Décisive car si le bateau tangue en interne, les résultats, eux, sont bien là. Leader de Liga et toujours en course en C1, l'institution catalane tient la route sportivement malgré un fond de jeu encore perfectible et un effectif décimé par les blessures. Luis Suarez et Ousmane Dembélé ont déjà mis un terme à leur saison, alors que Sergi Roberto et Jordi Alba ont tous deux rejoint l'infirmerie ces derniers jours. C'est donc avec six joueurs de la Masia et un Martin Braithwaite recruté comme joker médical mais non qualifié pour la Ligue des Champions que le Barça s'est envolé pour l'Italie, où l'attendent des Napolitains revigorés en 2020 avec six victoires sur leurs sept derniers matches, dont plusieurs victimes de choix à leur tableau de chasse : la Juventus, l'Inter Milan et la Lazio Rome.

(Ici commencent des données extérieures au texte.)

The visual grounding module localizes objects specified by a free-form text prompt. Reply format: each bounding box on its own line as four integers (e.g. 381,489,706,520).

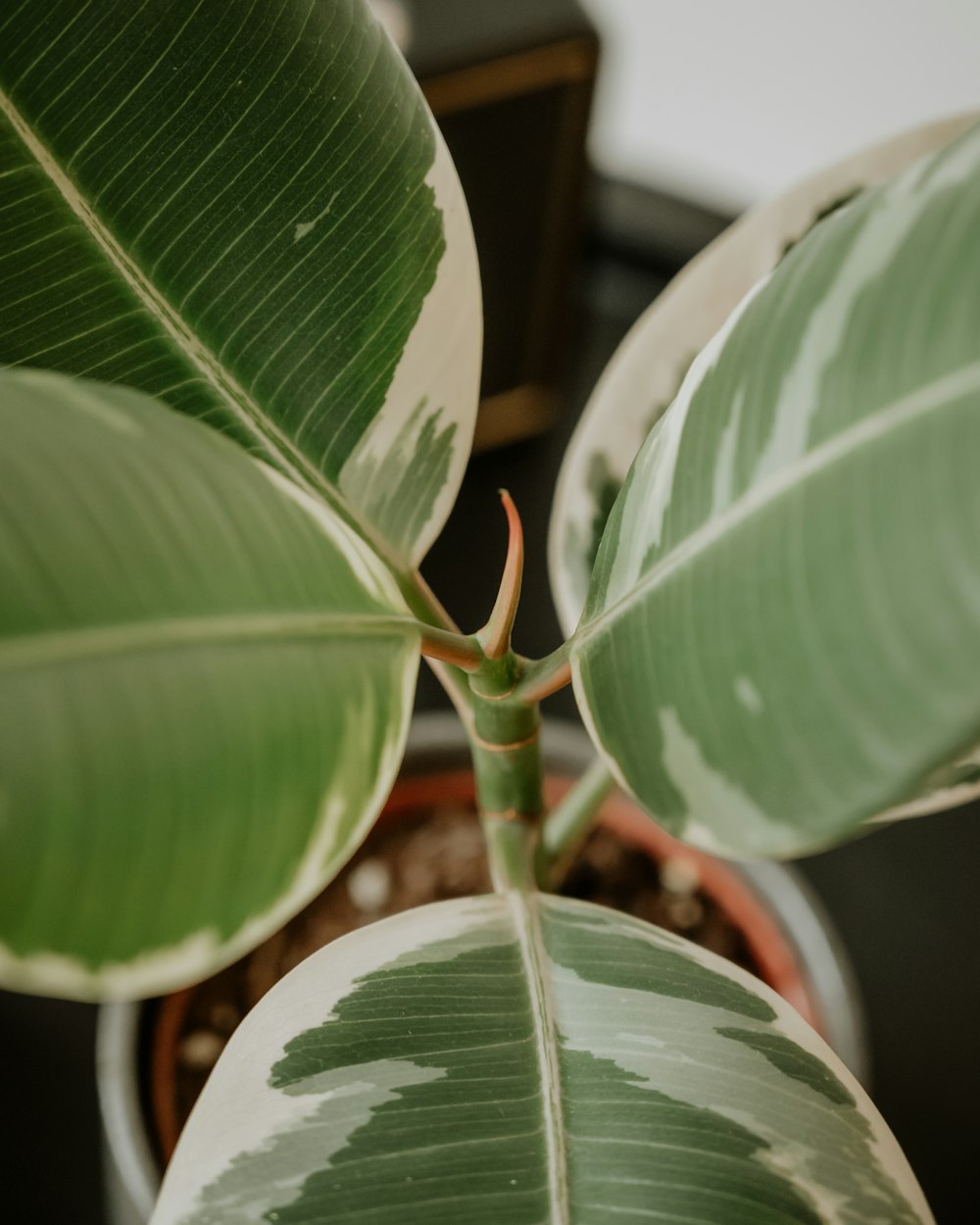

Dans le bouillant San Paolo, les Catalans auront l'occasion de montrer que les bisbilles institutionnelles de ces dernières semaines sont désormais derrière eux. Un revers, à cinq jours d'un Clasico sur la pelouse du Real, pourrait en revanche être synonyme d'une nouvelle plongée en apnée pour Messi et les siens.